When it comes to analytical methods, there are three groups of algorithms that are used for sales forecasting: the first one is based strictly on machine learning. However, to make accurate calculations and generate qualitative forecasts, it requires a whole range of historical data: regarding price, weather, marketing actions, etc.
The second one is time series analysis, which works mainly on sales data and its history doesn’t need to be as extensive as with machine learning. The third group is the “naive algorithms”. Let’s take “a moving average” as an example. If that’s the case, based on a single day of sales, we can generate forecasts for the future, taking the averaged results as an indicator for the assumed sales volume.
As it is difficult to forecast sales for a new channel, shop or product, it’s a good idea to approach the generation of forecasts using all three steps in order.
- Let’s start with naive methods. With methods such as “the moving average”, we can respond to the situation and demand as soon as a new product is launched on the market. In doing so, we draw on the knowledge and experience of staff who support the forecasting process with data and information. In this step, the quality of forecasts will not be perfect and we just take it as a suggestion, not a certainty.
- The next step is to implement “time series-based algorithms”. It is a method that can identify and capture trends, relationships or seasonality based on sales data collected since the launch of a new product. These factors are quite relevant in terms of sales forecasting. The quality and accuracy are much higher than with naive methods, and staff doesn’t have to be involved in the forecasting process quite as much. At this point, artificial intelligence is already taking over most of the responsibilities.
- The final step is to move towards ML-based algorithms. The quality of such forecasts will be satisfactory without having to involve our dedicated staff. Previous predictive processes are the foundation for training machine learning models. Here, forecasts – already fully automatic and based on the model – are generated over specific time horizons, along with shop demands and picking orders.

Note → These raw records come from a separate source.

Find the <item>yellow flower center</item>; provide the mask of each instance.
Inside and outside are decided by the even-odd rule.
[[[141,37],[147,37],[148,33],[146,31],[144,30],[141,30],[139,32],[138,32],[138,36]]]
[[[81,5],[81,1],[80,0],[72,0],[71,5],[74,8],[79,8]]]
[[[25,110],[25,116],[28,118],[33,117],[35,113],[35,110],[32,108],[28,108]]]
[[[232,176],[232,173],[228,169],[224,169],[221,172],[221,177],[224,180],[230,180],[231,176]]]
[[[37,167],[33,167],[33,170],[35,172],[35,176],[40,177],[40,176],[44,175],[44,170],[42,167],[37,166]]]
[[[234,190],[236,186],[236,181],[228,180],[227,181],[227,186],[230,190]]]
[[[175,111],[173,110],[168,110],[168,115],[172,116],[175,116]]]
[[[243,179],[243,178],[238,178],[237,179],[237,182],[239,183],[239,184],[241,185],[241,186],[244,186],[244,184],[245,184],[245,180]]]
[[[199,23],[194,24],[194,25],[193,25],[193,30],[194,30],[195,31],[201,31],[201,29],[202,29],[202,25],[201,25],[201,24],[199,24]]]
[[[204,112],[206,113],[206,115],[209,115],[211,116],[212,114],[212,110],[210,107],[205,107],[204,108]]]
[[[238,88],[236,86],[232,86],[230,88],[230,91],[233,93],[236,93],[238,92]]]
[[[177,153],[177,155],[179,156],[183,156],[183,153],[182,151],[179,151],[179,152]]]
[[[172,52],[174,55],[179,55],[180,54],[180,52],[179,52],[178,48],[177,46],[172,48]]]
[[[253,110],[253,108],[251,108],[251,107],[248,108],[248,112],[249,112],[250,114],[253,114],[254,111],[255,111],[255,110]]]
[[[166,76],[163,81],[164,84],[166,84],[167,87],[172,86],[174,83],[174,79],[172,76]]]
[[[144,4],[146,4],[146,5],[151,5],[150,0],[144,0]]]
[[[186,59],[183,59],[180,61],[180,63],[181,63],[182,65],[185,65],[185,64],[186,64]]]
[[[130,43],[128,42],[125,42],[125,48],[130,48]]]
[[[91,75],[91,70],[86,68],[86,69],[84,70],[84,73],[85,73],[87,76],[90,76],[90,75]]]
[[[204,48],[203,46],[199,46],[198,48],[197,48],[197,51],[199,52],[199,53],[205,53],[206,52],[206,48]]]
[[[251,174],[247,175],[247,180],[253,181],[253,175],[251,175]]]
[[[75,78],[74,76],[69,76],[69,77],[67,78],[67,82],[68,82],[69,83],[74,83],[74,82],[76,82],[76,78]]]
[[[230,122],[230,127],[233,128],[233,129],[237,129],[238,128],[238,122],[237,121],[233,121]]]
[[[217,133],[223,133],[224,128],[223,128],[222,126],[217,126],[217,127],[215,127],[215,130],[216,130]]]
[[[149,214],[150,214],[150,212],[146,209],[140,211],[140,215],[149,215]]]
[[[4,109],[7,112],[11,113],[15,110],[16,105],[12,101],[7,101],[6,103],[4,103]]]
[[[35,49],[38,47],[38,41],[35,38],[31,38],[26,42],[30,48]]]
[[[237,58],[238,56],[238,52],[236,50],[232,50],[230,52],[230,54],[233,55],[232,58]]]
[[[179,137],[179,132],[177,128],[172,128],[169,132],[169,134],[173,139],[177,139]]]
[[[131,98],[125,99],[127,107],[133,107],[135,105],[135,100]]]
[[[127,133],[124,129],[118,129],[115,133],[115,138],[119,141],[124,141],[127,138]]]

The more advanced and sophisticated the sales characteristics, the more detailed and historical data we need. However, in the early days of a product launch, it makes sense to use naive methods and human support. This does not mean that the forecasts will be pointless – they are not just a reference point for creating shop demands and stocking individual outlets. They are also the foundation for training machine learning models that, fed by sales data, will make fully automated AI- and ML-based forecasting work.